Ciò ch'io vedeva mi sembiava un riso
dell'universo; per che mia ebbrezza
entrava per l'udire e per lo viso.

O gioia! O ineffabile allegrezza!
O vita integra d'amore e di pace!
O sanza brama sicura ricchezza!

Dinanzi agli occhi miei le quattro face
stavano accese, e quella che pria venne
incominciò a farsi più vivace;

e tal nella sembianza sua divenne,
qual diverrebbe Giove, s'egli e Marte
fossero augelli e cambiassersi penne.

La Provvidenza, che quivi comparte
vice ed officio, nel beato coro
silenzio posto avea da ogni parte:

quand'io udì': «Se io mi trascoloro,
non ti maravigliar: ché, dicend'io,
vedrai trascolorar tutti costoro.

Quegli ch'usurpa in terra il luogo mio,
il luogo mio, il luogo mio, che vaca
nella presenza del Figliuol di Dio,

fatto ha del cimitero mio cloaca
del sangue e della puzza, onde il perverso
che cadde di quassù laggiù si placa».

Di quel color che per lo sole avverso
nube dipinge da sera e da mane,
vid'io allora tutto 'l ciel cosperso.

E come donna onesta che permane
di sé sicura, e per l'altrui fallanza,
pur ascoltando, timida si fàne:

così Beatrice trasmutò sembianza;
e tal eclissi credo che in ciel fue,
quando patì la suprema Possanza.

Poi procedetter le parole sue
con voce tanto da sé trasmutata,
che la sembianza non si mutò piùe:

«Non fu la sposa di Cristo allevata
del sangue mio, di Lin, di quel di Cleto,
per essere ad acquisto d'oro usata;

ma per acquisto d'esto viver lieto
e Sisto e Pio e Calisto e Urbano
sparser lo sangue dopo molto fieto.

Non fu nostra intenzion ch'a destra mano
dei nostri successor parte sedesse,
parte dall'altra del popol cristiano;

né che le chiavi che mi fur concesse
divenisser segnacolo in vessillo
che contr'a battezzati combattesse;

né ch'io fossi figura di sigillo
a privilegi venduti e mendaci,
ond'io sovente arrosso e disfavillo.

In vesta di pastor lupi rapaci
si veggion di quassù per tutti i paschi:
o difesa di Dio, perché pur giaci?

el sangue nostro Caorsini e Guaschi
s'apparecchian di bere; o buon principio,
a che vil fine convien che tu caschi!

Ma l'alta Provvidenza, che con Scipio
difese a Roma la gloria del mondo,
soccorra tosto, si com'io conciplo.

E tu, figliuol, che per lo mortal pondo
ancor giù tornerai, apri la bocca,
e non asconder quel ch'io non ascondo!».

Sì come di vapor gelati fiocca
in giuso l'aere nostro, quando il corno
della capra del ciel col sol si tocca;

in su vid'io così l'ètera adorno
farsi e floccar di vapor trionfanti,
che fatto avean con noi quivi soggiorno.

Lo viso mio seguiva i suoi sembianti,
e seguì fin che il mezzo, per lo molto,
gli tolse il, trapassar del più avanti.

Onde la donna, che mi vide assolto
dell'attendere in su, mi disse: «Adima
il viso, e guarda come tu se' vòlto!».

Dall'ora ch'io avea guardato prima
io vidi mosso me per tutto l'arco
che fa dal mezzo al fine il primo clima;

sì ch'io vedea di là da Gade il varco
folle d'Ulisse, e di qua presso il lito
nel qual si fece Europa dolce carco.

E più mi fóra discoverto il sito
di questa aiuola; ma il sol procedea
sotto i miei piedi un segno e più partito.

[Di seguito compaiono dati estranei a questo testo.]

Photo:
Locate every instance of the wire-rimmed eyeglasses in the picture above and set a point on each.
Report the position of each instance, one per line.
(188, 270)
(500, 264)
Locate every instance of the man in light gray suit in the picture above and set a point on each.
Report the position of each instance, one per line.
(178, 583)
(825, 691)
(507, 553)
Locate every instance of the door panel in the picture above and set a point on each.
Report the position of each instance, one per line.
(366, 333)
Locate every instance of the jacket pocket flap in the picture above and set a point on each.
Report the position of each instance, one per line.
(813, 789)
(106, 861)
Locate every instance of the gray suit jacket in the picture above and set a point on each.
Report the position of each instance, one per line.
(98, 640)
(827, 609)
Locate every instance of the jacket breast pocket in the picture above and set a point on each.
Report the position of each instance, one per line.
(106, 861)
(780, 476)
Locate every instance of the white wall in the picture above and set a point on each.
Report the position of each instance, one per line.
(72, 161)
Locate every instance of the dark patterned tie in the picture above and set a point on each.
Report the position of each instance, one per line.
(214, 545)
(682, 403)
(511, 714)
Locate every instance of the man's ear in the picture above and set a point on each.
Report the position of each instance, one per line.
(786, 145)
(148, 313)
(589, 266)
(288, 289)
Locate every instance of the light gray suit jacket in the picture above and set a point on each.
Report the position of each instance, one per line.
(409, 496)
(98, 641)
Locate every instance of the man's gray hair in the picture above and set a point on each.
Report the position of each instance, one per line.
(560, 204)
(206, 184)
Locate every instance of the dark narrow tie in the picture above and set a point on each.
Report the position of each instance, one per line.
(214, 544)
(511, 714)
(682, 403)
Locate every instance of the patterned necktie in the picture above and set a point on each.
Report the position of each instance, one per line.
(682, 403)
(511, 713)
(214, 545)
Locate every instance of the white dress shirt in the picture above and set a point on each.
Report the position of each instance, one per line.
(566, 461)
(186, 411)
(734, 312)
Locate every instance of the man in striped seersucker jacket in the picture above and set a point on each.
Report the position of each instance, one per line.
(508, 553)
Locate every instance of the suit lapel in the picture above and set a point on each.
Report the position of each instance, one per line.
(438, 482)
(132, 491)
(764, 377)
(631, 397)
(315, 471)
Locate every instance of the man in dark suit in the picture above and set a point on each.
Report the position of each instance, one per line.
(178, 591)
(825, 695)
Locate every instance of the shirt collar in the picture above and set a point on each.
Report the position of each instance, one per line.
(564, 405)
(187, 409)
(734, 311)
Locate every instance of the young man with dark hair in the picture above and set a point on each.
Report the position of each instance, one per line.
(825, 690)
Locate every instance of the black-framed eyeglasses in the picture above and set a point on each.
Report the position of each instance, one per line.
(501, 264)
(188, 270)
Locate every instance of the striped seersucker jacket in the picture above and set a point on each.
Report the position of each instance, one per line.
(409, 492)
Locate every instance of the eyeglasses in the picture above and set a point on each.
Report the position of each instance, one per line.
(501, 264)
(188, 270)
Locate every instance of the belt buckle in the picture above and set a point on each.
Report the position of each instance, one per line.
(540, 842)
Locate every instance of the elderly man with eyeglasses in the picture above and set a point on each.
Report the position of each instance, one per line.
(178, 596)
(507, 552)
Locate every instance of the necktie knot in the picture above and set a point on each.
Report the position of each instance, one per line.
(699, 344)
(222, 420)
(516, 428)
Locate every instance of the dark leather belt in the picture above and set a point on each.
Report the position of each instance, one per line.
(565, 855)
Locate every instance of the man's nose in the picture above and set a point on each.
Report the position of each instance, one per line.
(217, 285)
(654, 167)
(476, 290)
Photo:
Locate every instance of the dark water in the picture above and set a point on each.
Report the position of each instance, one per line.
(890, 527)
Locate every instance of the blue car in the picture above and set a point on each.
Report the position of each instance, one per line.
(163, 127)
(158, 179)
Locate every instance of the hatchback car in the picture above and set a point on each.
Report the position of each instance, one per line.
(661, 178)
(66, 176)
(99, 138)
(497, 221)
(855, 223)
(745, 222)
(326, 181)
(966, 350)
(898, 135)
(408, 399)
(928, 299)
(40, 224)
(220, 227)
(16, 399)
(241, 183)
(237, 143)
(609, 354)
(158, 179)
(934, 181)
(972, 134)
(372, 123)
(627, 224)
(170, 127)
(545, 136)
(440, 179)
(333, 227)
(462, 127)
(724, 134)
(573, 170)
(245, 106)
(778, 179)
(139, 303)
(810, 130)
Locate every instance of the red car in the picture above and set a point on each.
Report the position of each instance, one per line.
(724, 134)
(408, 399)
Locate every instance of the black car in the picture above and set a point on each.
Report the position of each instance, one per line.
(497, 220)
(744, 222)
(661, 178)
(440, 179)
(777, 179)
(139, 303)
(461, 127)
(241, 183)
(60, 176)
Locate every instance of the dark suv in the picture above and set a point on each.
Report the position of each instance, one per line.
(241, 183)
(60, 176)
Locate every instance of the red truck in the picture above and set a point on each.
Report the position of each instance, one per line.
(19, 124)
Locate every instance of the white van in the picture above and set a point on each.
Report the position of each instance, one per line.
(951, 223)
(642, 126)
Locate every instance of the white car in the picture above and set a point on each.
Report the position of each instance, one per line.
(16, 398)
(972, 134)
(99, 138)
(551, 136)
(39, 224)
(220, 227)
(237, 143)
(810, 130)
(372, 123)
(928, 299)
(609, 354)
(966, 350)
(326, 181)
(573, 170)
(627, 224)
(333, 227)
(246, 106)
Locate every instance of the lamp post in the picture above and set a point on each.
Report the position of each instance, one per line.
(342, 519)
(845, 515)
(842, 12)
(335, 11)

La mente innamorata, che donnea
con la mia donna sempre, di ridure
ad essa gli occhi più che mai ardea;

e se natura o arte fe' pasture
da pigliare occhi, per aver la mente,
in carne umana o nelle sue pitture,

tutte adunate, parrebber niente
vèr lo piacer divin che mi rifulse,
quando mi volsi al suo viso ridente.

E la virtù che lo sguardo m'indulse,
del bel nido di Leda mi divelse,
e nel ciel velocissimo m'impulse.

Le parti sue vicinissime e eccelse
si uniforme son, ch'io non so dire
qual Beatrice per loco mi scelse.

Ma ella, che vedea il mio desire,
ìncominciò, ridendo tanto lieta,
che Dio parea nel suo vólto gioire:

«La natura del mondo, che quieta
il mezzo e tutto l'altro intorno move,
quinci comincia come da sua meta.

E questo cielo non ha altro dove
che la mente divina, in che s'accende
l'amor che il volge e la virtù ch'ei piove.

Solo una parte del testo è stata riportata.